Advances in Animal and Veterinary Sciences
Research Article
Histomorphological and Biochemical Studies in Ovaries of Female Tatera indica and Bandicota bengalensis Inhabiting South-West Region of Punjab in North India
Parkash Singh1*, Gurinder Kaur Sangha2
1Department of Medical and Biotechnology, Baba Farid College, Bathinda-151001, India; 2Department of Zoology, Punjab Agricultural University, Ludhiana-141004, India.

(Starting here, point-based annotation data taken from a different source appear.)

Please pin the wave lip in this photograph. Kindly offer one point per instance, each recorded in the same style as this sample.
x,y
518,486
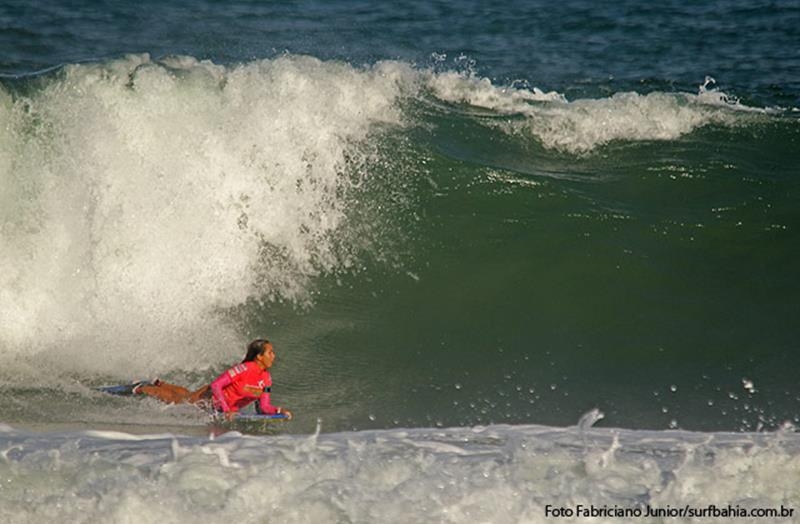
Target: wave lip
x,y
581,126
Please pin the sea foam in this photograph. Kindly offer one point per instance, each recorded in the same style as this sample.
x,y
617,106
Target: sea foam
x,y
502,474
141,198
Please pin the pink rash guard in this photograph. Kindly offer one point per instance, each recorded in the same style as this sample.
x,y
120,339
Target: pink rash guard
x,y
241,385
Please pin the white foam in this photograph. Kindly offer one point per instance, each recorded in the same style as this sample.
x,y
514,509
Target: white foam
x,y
495,474
141,198
580,126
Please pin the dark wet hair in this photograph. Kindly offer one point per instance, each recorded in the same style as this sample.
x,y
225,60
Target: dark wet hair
x,y
255,348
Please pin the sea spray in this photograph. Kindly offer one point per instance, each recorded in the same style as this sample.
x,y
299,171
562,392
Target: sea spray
x,y
144,197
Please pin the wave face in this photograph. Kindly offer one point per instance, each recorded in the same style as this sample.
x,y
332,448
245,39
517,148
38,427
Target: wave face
x,y
480,248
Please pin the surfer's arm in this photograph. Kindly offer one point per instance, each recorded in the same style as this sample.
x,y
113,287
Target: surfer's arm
x,y
265,406
217,386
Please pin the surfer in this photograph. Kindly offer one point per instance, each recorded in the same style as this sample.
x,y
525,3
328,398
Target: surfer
x,y
234,389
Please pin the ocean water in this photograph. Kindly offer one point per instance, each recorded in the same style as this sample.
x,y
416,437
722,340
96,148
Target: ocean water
x,y
464,227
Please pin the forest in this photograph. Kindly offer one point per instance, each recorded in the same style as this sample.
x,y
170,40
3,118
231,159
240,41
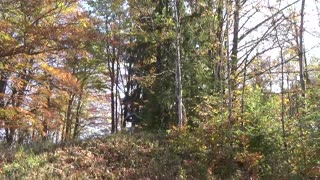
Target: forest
x,y
159,89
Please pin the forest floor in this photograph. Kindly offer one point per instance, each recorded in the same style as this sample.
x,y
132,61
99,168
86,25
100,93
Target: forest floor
x,y
139,155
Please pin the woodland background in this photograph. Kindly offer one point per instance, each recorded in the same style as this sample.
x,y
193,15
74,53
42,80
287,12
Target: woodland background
x,y
223,88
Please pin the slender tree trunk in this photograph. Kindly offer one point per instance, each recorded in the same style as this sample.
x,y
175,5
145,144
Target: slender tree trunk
x,y
301,51
235,41
77,118
69,118
230,82
178,65
302,79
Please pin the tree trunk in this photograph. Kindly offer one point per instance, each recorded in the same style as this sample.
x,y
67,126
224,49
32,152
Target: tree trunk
x,y
178,65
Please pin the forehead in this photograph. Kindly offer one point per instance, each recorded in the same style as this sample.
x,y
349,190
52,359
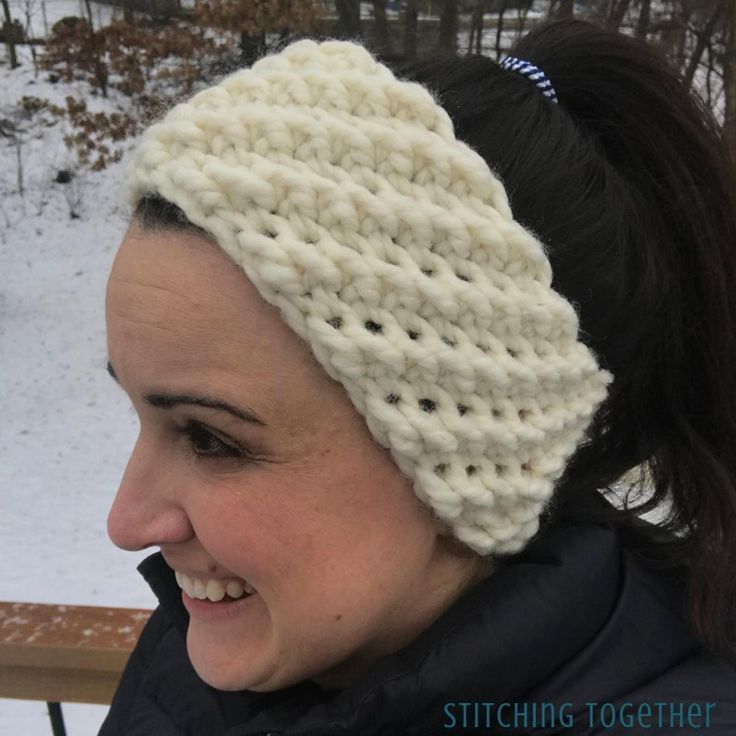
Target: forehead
x,y
179,310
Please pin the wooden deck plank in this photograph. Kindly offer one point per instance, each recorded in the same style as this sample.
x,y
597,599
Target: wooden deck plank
x,y
65,653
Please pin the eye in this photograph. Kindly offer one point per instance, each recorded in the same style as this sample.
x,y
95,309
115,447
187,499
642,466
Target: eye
x,y
206,442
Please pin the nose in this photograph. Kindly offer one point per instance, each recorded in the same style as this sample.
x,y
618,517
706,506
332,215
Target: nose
x,y
146,511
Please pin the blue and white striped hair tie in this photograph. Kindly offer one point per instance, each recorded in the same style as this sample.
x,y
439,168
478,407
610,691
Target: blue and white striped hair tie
x,y
533,73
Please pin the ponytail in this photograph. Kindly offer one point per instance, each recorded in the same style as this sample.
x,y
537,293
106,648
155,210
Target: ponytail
x,y
628,184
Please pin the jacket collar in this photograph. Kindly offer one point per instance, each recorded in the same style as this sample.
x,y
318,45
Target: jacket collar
x,y
571,590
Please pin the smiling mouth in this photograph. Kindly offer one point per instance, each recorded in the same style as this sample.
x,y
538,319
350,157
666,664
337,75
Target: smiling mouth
x,y
214,590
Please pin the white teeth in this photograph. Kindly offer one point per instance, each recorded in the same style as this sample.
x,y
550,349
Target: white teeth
x,y
187,585
234,589
215,590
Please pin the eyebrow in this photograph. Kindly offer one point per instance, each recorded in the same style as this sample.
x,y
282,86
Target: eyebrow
x,y
167,401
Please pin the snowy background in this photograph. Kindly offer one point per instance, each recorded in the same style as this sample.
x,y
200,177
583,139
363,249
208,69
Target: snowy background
x,y
67,429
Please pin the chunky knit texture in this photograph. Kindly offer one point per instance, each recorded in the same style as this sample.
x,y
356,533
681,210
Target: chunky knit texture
x,y
390,248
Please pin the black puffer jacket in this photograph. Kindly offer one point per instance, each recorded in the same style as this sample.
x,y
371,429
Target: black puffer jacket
x,y
573,620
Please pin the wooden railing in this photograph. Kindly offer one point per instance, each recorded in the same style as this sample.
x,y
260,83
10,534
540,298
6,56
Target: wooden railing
x,y
60,653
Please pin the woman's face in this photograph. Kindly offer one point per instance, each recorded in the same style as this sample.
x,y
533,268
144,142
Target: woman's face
x,y
252,465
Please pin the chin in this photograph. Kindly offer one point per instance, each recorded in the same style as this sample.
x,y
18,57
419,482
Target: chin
x,y
224,674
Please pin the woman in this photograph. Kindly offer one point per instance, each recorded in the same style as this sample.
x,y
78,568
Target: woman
x,y
374,429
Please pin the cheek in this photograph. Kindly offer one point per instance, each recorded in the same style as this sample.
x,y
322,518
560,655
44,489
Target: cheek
x,y
321,543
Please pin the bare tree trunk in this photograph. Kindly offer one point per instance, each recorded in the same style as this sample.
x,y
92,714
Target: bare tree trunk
x,y
565,9
383,38
729,80
410,29
476,27
616,13
448,27
89,15
642,25
251,47
348,12
9,27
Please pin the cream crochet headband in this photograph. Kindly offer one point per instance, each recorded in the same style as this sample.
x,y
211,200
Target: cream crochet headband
x,y
390,248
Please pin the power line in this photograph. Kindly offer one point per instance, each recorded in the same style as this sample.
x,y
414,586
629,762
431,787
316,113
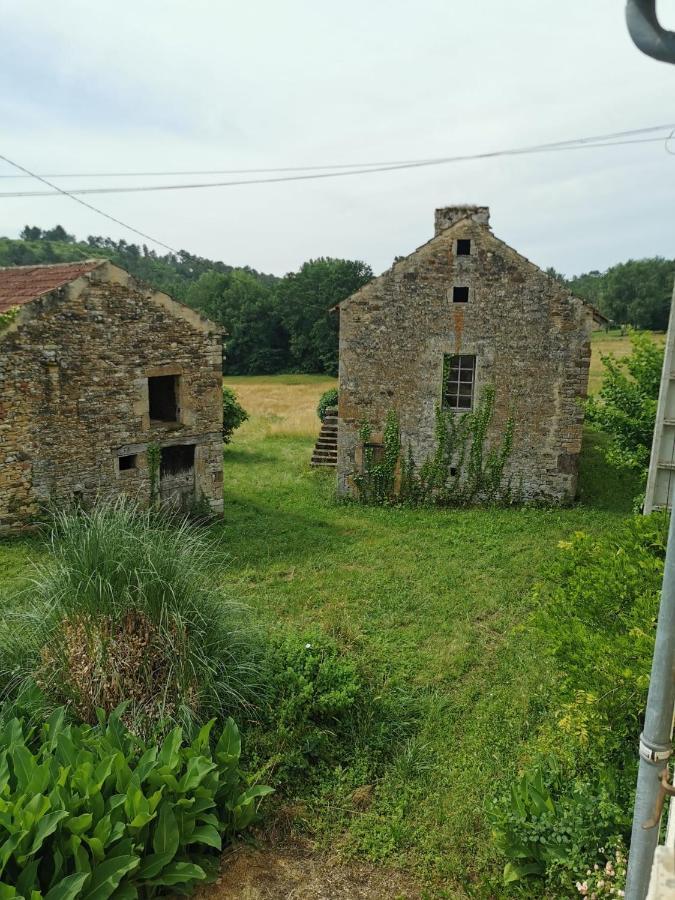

Abstract | The Malwa region of Punjab, India is facing an unprecedented crisis of environmental health linked to indiscriminate, excessive and unsafe use of pesticides, fertilizers, and poor groundwater quality. Studies of this region have also highlighted a sharp increase in many other pesticide-related diseases such as mental retardation and reproductive disorders. The present study was designed to examine the adverse effect of environmental contaminants on the female fertility indices in Tatera indica and Bandicota bengalensis inhabiting South-West region of Punjab in North India. Significant decrease in the weight of ovary in Tatera indica and increase in the weight of vagina was observed in female rats Tatera indica and Bandicota bengalensis collected from Bathinda region as compared to the Ludhiana rats. The amount of total proteins, total lipids, phospholipids and cholesterol and the level of various ovarian enzymes like acid phosphates (ACP) and alkaline phosphates (ALP) decreased in ovaries of Bathinda rats. Estradiol and progesterone were also low in all rats collected from Bathinda regions. Chlorpyrifos residues levels were detected in the blood of rats collected from Bathinda district of Punjab. Histological investigation further revealed higher number of atretic follicles in all the stages of follicles in Tatera indica and Bandicota bengalensis rats collected from Bathinda region. The average diameter of all growing follicles were also less in the ovaries of Bathinda rats at P<0.05. From present studies it can be inferred that the alteration in biochemical constituents of ovary and may be due to the reduced synthesis of steroids in the female rats inhabiting Bathinda district of Punjab that can be attributed to pesticides evidenced by their presence in pesticide residue analysis.
Keywords | Enzyme, Follicles, Lipids, Malwa region, Ovary
Editor | Kuldeep Dhama, Indian Veterinary Research Institute, Uttar Pradesh, India.
Received | June 28, 2018; Accepted | August 31, 2018; Published | September 26, 2018
*Correspondence | Parkash Singh. Department of Medical and Biotechnology, Baba Farid College, Bathinda-151001, India; Email: [email protected]
Citation | Singh P, Sangha GK (2018). Histomorphological and biochemical studies in ovaries of female tatera indica and bandicota bengalensis inhabiting south-west region of punjab in north india. Adv. Anim. Vet. Sci. 6(11): 480-485.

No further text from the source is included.